仕事が終わって外に出ると、ポツリポツリと雨が降り出した。

空の色がそのまま今の僕の心を映しているようで、なんとも言えないもやもやした心地になる。

本当は定時で上がってそのままジムへ向かうつもりだった。けれど、どうしても足が向かない。そんな日だってある。無理をして鉄を上げるよりも、今は心の休息が必要なんだろうと自分に言い聞かせ、真っ直ぐ家に戻ってくつろぐことにした。

ふと、前職の職場のことが頭をよぎる。

今の時期、あちらはそろそろ決算の佳境に入っている頃だろうか。慌ただしく数字を追う皆の姿が目に浮かぶ。
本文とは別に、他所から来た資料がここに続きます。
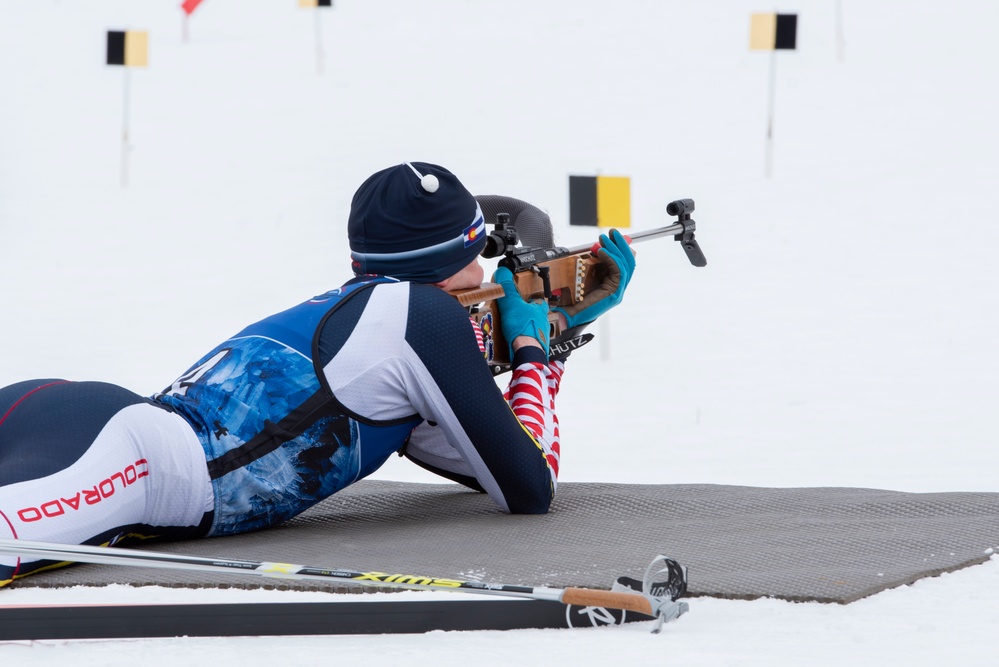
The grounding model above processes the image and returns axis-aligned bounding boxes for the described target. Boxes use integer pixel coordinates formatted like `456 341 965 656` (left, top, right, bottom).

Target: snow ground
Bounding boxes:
0 0 999 667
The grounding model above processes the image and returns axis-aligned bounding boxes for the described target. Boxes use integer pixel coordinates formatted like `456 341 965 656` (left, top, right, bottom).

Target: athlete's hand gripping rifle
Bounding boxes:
452 199 707 375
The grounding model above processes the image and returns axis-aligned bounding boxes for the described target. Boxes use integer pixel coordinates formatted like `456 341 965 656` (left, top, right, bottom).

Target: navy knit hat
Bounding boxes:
347 162 486 283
「あいつ、今頃どうしてるかな」なんて僕の話題が出ることはあるんだろうか。それとも、去った人間はもう過去の遺物、あるいは「目の上のたんこぶ」のような存在として、記憶の隅に追いやられているのだろうか。

そんな湿っぽい思考を振り払いたくて、夕飯はがっつりと牛丼を選んだ。

これでもかというくらいチーズをたっぷりとかけて、口いっぱいに頬張る。

やっぱり牛肉の力は偉大だ。脂の旨味とチーズのコクが合わさるにつれて、沈んでいた気分が少しずつ上向いていくのがわかる。単純かもしれないけれど、この「美味しい」という感覚が、今の僕には一番の薬だ。

そういえば、今日から『蓮の空』の映画が公開されたらしい。

上映期間中のどこかで、ふらっと劇場まで足を運んでみようと思う。

明日は今日よりも、少しだけ前を向いて歩けますように。

さて、明日もまた、僕なりに頑張ってみよう。